■ 今日の用語解説
本日は、Webセキュリティの超重要キーワード「クロスサイトスクリプティング (XSS)」について解説します。
▼ クロスサイトスクリプティング (XSS) とは?
Webサイトの脆弱性を突いて、悪意のあるプログラム(スクリプト)をユーザーのブラウザ上で実行させる攻撃手法のことです。

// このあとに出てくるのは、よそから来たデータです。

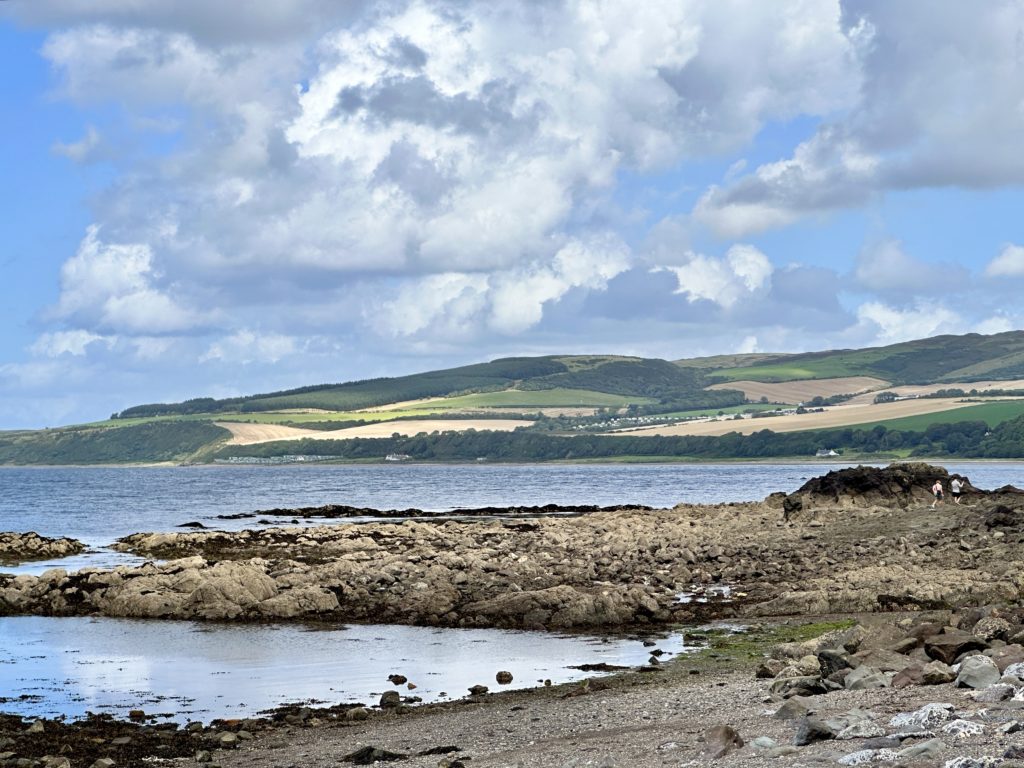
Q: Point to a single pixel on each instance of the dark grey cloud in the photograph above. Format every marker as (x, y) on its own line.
(213, 23)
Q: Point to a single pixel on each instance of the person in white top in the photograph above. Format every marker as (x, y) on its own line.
(955, 487)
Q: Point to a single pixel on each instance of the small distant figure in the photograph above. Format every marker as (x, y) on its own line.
(955, 488)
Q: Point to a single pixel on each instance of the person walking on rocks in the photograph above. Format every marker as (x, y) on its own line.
(955, 488)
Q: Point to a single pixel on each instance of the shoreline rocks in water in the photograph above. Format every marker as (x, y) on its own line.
(336, 511)
(15, 547)
(607, 568)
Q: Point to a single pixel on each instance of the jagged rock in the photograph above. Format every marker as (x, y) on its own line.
(1006, 655)
(949, 645)
(15, 547)
(924, 751)
(977, 672)
(937, 673)
(855, 724)
(963, 728)
(768, 669)
(763, 742)
(912, 675)
(897, 484)
(812, 729)
(370, 755)
(992, 628)
(794, 709)
(830, 660)
(863, 757)
(995, 693)
(927, 717)
(720, 740)
(866, 677)
(798, 686)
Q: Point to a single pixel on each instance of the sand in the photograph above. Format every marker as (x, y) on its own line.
(251, 434)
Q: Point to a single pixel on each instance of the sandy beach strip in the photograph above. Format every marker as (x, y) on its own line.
(251, 434)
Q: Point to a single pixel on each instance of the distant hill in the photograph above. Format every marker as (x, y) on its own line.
(563, 407)
(970, 357)
(607, 374)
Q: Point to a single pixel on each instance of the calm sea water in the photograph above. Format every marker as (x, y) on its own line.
(70, 666)
(189, 671)
(98, 504)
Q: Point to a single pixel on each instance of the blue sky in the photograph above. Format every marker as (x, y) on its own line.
(201, 203)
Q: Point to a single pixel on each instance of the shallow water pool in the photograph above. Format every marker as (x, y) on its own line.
(201, 671)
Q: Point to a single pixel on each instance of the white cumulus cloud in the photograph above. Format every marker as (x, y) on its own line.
(1010, 263)
(742, 272)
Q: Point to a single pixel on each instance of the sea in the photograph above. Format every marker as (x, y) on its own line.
(185, 671)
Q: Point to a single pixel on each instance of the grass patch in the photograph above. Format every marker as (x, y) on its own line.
(835, 368)
(992, 414)
(750, 407)
(726, 648)
(560, 397)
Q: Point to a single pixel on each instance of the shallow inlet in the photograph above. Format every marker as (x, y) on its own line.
(200, 671)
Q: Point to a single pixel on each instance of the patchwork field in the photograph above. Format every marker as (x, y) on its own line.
(801, 391)
(251, 434)
(912, 390)
(832, 418)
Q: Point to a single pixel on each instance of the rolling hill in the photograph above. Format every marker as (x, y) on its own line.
(969, 357)
(534, 401)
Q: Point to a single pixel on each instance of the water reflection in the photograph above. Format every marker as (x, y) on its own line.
(203, 671)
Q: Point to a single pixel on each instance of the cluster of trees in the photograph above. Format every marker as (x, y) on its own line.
(156, 441)
(963, 439)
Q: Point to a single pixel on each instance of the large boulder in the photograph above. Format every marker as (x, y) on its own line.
(898, 483)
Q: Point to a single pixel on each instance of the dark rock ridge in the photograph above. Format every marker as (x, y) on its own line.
(897, 484)
(337, 511)
(940, 652)
(16, 547)
(600, 569)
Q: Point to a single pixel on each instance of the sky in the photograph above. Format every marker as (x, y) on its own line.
(201, 200)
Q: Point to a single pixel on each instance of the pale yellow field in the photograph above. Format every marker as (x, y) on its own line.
(920, 389)
(805, 389)
(837, 416)
(250, 434)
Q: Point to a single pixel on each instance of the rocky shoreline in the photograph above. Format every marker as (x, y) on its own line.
(932, 675)
(15, 548)
(859, 540)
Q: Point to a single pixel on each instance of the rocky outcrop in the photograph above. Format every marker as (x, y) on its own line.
(898, 484)
(16, 547)
(603, 568)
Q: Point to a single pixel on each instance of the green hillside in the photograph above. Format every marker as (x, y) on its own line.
(969, 357)
(633, 378)
(992, 414)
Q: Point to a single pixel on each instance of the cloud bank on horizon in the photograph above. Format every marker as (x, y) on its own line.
(311, 190)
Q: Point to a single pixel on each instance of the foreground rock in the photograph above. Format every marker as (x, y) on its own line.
(603, 568)
(16, 547)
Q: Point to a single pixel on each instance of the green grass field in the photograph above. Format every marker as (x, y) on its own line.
(540, 398)
(826, 369)
(990, 413)
(750, 407)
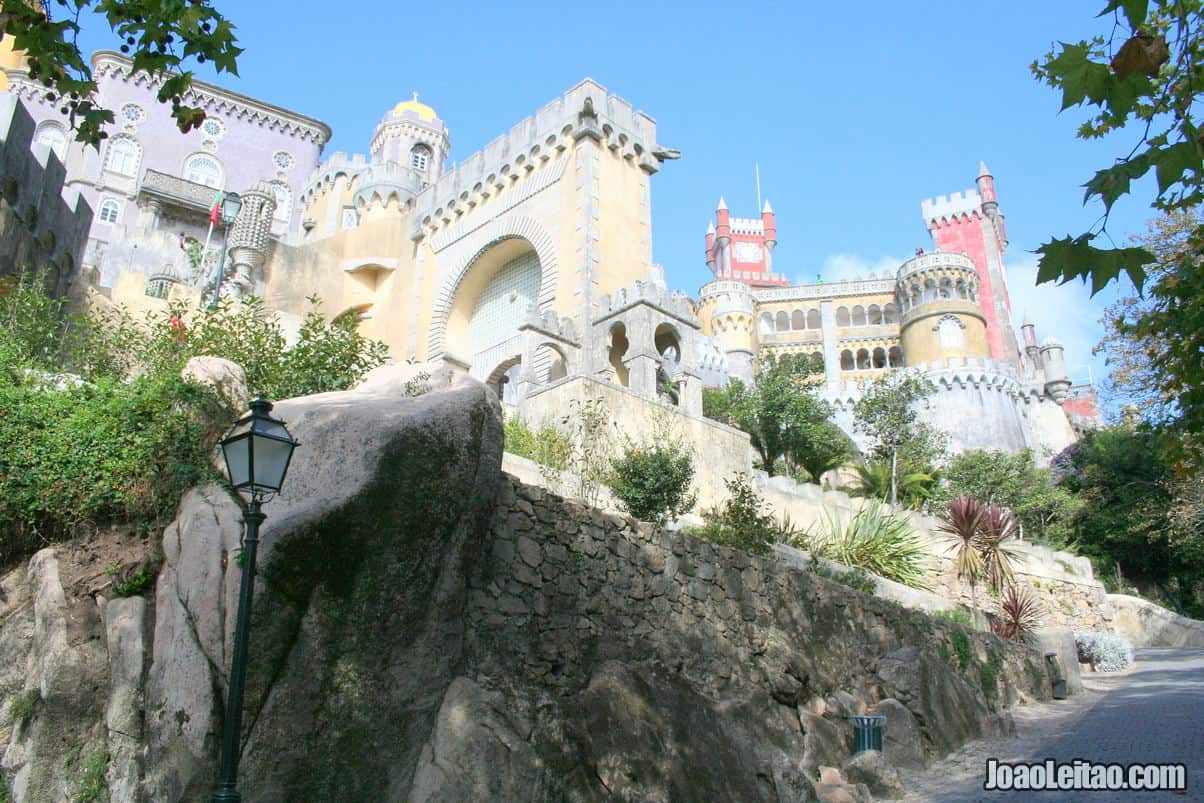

本来、Webサイトはユーザーに便利な機能を提供するためにプログラムを動かしますが、開発側の安全確認が不十分だと、悪い人が作ったプログラムを勝手に動かされてしまう穴(脆弱性)が生まれます。
▼ なぜXSSは危険なのか?(想定される被害)
(1) アカウントの乗っ取り
ユーザーがログインしている証明となる「クッキー(Cookie)」を盗み出し、パスワードを知らなくても本人になりすましてアクセスされてしまいます。
(2) 個人情報の漏えい
画面上に本物そっくりの偽の入力画面を表示させ、クレジットカード番号や個人情報を盗み取ります。
(3) 偽サイトへの誘導
アクセスしただけで、ウイルスが仕込まれた別の危険なサイトへ強制的に飛ばされてしまいます。
(4) 意図しない操作の実行
SNSで勝手にスパム投稿をされたり、掲示板に不正な書き込みをされたりします。
▼ XSSの3つの種類
(1) 反射型XSS
罠が仕掛けられたURLをクリックさせることで、その一回だけ不正なプログラムを実行させる手口です。メールやメッセージアプリなどで送られてくる怪しいリンクに注意が必要です。
(2) 蓄積型XSS
誰でも書き込める掲示板などに、あらかじめ罠のプログラムを書き込んで保存(蓄積)させておく手口です。その掲示板を見たすべての人に被害が及ぶため、非常に危険です。
(3) DOM Based XSS
サーバーを通さず、ユーザーのブラウザ上で動くプログラムの隙を突く少し複雑な手口です。
▼ 開発者が行うべき対策
(1) エスケープ処理(無害化)
ユーザーが入力した文字を表示するときに、プログラムとして動いてしまう特殊な記号(<や>など)を、ただの文字に変換して無力化します。
(2) HttpOnly属性の活用
万が一攻撃されてもクッキーを盗まれないように、プログラムからの読み取りを禁止する設定を行います。
(3) WAFの導入
Webサイトへの攻撃を入り口で監視してブロックするシステムを導入し、多層防御を行います。
▼ ユーザーができる対策
(1) 不審なメールやメッセージのリンクを安易にクリックしない
(2) ブラウザやOSのアップデートを常に行い、最新の状態を保つ
XSSは古くからある脆弱性ですが、いまだに多くのWebサイトで見つかる深刻な問題です。ITエンジニアを目指す方は、必ず仕組みと対策を理解しておきましょう!